Société

Le journaliste Abdelkabir Khashichene rend hommage à l’illustre disparu Jamal Zaid : « Un journaliste noble et un homme fidèle »

Que Dieu ait en sa miséricorde l’ami, le frère et le collègue, Jamal Zaid.

Il faisait partie de cette génération qui a tout sacrifié, sauf ses valeurs essentielles. Il a vécu en demeurant fidèle à ses convictions, n’ayant jamais marchandé sur le principe. Même en luttant contre la maladie, il continuait à nous écrire, comme s’il voulait nous dire adieu à sa manière. Il a écrit : « Regardez ma palmeraie majestueuse, et vous comprendrez qui je suis parmi les Marocains. »

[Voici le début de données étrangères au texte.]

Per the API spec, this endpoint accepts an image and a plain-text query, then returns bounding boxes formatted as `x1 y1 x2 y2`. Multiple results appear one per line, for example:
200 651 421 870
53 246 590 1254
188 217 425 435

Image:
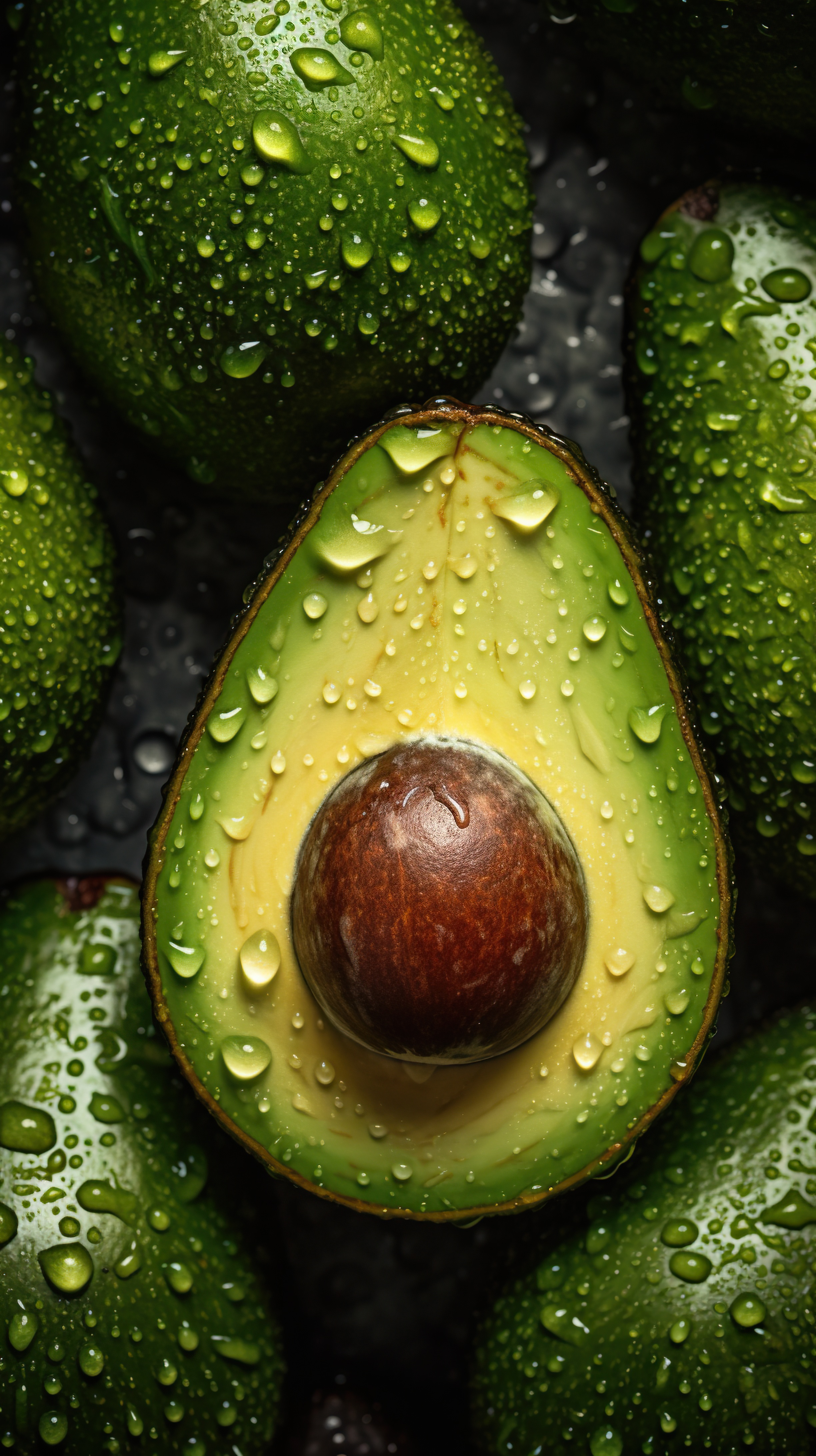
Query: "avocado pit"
291 738 589 1063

Peu avant, il avait publié une vidéo sur le calme qui règne dans le quartier d’Abdelkafi à Figuig. Ce jour-là, le paysage semblait ordinaire pour ceux qui ne connaissaient pas Jamal, mais aujourd’hui, il semble que son âme cherchait son ultime repos, un endroit de paix éternelle, là où se trouvent les palmiers, la palmeraie et la sérénité qu’il aimait tant.

Jamal Zaid était un journaliste de premier ordre. Il avait choisi la profession par conviction, laissant derrière lui les portes de la recherche académique, après avoir réalisé une thèse solide sous la direction du professeur Mohamed Barada, témoignant de la profondeur de sa formation et de la rigueur de sa pensée. Cependant, il a préféré être au cœur du métier, s’alignant sur la vérité et l’information responsable.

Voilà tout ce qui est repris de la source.